The Bill defines “normative allocation” as “the allocation of the fund made by the Central Government to the State”.
The normative allocation differs from the existing provision in the Labour Budget under MGNREGA. As per MGNREGA, before the beginning of each financial year, on or before January 31, all states shall present their annual work plan and labour budget to the Union Ministry of Rural Development. The labour budget is prepared based on the anticipated demand for unskilled manual work.
4. Pause in employment guarantee during agricultural season
The VB-G Ram G Bill introduces provisions to pause the employment guarantee during peak agricultural seasons. The provision is aimed at facilitating “adequate agricultural labour availability during peak agricultural seasons.”
“Notwithstanding anything contained in this Act or rules made thereunder, and to facilitate adequate availability of agricultural labour during peak agricultural seasons, no work shall be commenced or executed under this Act, during such peak seasons as may be notified under sub-section (2),” states Section 6(1) of the VB-G Ram G-Bill.
According to the Bill, the state governments will notify in advance, a period aggregating to 60 days in a financial year, covering the peak agricultural seasons of sowing and harvesting, during which works under this Act, will not be undertaken.
The state government may issue distinct notifications for different areas of the state, including districts, blocks or gram panchayats, based on agro-climatic zones, local patterns of agricultural activities or other relevant factors, and every such notification shall have a binding effect for the purposes of this Act, it states.

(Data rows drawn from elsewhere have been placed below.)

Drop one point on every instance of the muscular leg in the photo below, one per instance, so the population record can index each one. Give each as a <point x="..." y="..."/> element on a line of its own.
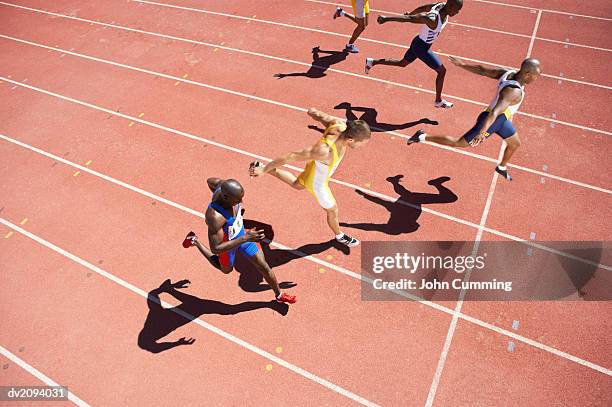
<point x="440" y="82"/>
<point x="287" y="178"/>
<point x="262" y="266"/>
<point x="212" y="258"/>
<point x="361" y="24"/>
<point x="332" y="219"/>
<point x="447" y="140"/>
<point x="391" y="62"/>
<point x="512" y="144"/>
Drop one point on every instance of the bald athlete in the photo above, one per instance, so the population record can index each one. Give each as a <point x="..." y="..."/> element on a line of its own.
<point x="497" y="118"/>
<point x="226" y="235"/>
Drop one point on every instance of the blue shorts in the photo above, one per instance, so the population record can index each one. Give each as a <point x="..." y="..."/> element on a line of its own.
<point x="501" y="126"/>
<point x="248" y="249"/>
<point x="420" y="49"/>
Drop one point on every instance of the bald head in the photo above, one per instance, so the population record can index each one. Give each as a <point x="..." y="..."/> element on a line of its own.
<point x="453" y="7"/>
<point x="530" y="69"/>
<point x="232" y="192"/>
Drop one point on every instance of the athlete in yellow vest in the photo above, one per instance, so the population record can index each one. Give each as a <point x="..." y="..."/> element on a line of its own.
<point x="323" y="159"/>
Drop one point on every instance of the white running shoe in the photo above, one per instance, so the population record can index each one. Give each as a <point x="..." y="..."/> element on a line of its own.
<point x="369" y="64"/>
<point x="351" y="48"/>
<point x="348" y="240"/>
<point x="444" y="104"/>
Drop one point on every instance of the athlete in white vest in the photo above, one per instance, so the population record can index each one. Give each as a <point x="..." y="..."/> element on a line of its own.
<point x="434" y="18"/>
<point x="497" y="117"/>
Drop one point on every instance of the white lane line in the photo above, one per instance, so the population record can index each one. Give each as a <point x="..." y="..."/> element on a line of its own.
<point x="175" y="78"/>
<point x="533" y="35"/>
<point x="262" y="158"/>
<point x="402" y="46"/>
<point x="304" y="373"/>
<point x="453" y="325"/>
<point x="545" y="10"/>
<point x="325" y="263"/>
<point x="38" y="374"/>
<point x="475" y="27"/>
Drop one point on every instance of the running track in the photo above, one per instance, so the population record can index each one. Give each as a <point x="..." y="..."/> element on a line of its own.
<point x="113" y="115"/>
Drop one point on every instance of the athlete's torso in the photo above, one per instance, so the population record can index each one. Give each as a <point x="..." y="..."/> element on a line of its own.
<point x="234" y="224"/>
<point x="427" y="34"/>
<point x="503" y="83"/>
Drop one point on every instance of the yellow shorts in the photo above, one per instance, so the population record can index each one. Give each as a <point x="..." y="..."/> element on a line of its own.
<point x="361" y="8"/>
<point x="317" y="184"/>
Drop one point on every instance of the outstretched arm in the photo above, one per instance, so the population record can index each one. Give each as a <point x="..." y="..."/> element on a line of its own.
<point x="421" y="9"/>
<point x="319" y="151"/>
<point x="321" y="117"/>
<point x="508" y="96"/>
<point x="478" y="69"/>
<point x="428" y="19"/>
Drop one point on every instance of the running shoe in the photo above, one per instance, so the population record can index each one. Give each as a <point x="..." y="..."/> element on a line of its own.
<point x="369" y="64"/>
<point x="348" y="240"/>
<point x="351" y="48"/>
<point x="286" y="298"/>
<point x="338" y="13"/>
<point x="503" y="173"/>
<point x="415" y="137"/>
<point x="190" y="240"/>
<point x="444" y="104"/>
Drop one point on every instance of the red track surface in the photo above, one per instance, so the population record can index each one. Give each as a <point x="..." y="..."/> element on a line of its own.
<point x="80" y="329"/>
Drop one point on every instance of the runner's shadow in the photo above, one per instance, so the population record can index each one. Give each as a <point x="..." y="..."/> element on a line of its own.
<point x="406" y="210"/>
<point x="319" y="64"/>
<point x="250" y="279"/>
<point x="370" y="116"/>
<point x="163" y="321"/>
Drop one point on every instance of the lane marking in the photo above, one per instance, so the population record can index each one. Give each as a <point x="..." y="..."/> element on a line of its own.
<point x="453" y="325"/>
<point x="308" y="29"/>
<point x="403" y="46"/>
<point x="458" y="151"/>
<point x="332" y="266"/>
<point x="566" y="42"/>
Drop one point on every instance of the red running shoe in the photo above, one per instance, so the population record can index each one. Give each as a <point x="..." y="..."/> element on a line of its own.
<point x="284" y="297"/>
<point x="190" y="240"/>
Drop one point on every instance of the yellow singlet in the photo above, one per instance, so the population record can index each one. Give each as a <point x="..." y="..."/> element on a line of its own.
<point x="315" y="177"/>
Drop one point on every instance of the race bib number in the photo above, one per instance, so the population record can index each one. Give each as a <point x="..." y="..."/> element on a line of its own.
<point x="235" y="229"/>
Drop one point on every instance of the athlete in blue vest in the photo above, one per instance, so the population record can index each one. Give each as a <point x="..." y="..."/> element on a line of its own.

“All authorities responsible for planning, sanctioning or executing works under this Act shall ensure that all works are undertaken only outside the notified peak agricultural seasons,” as per the provisions of the Bill.
While the provision for a pause during the peak agriculture season addresses the concerns regarding the non-availability of labour for farm work, it effectively means that the window to avail the 125-day rural job guarantee will be shorter.
5. Viksit Gram Panchayat Plans
As per the provisions of the Bill, all works under the new scheme shall be originated from the Viksit Gram Panchayat Plans consolidated at the Block, District and State levels and further aggregated into the Viksit Bharat National Rural Infrastructure Stack, which shall comprise a comprehensive listing of works aligned with National development priorities.
The Viksit Bharat National Rural Infrastructure Stack shall encompass four thematic focus domains, namely:—
(a) water security through water-related works;
(b) core rural infrastructure;
(c) livelihood-related infrastructure; and
(d) works for the mitigation of extreme weather events.
These plans will be integrated with the PM Gati Shakti National Master Plan, so as to enable spatially optimised infrastructure development and strengthened inter-departmental convergence in accordance with the provisions specified in Schedule I of the Bill.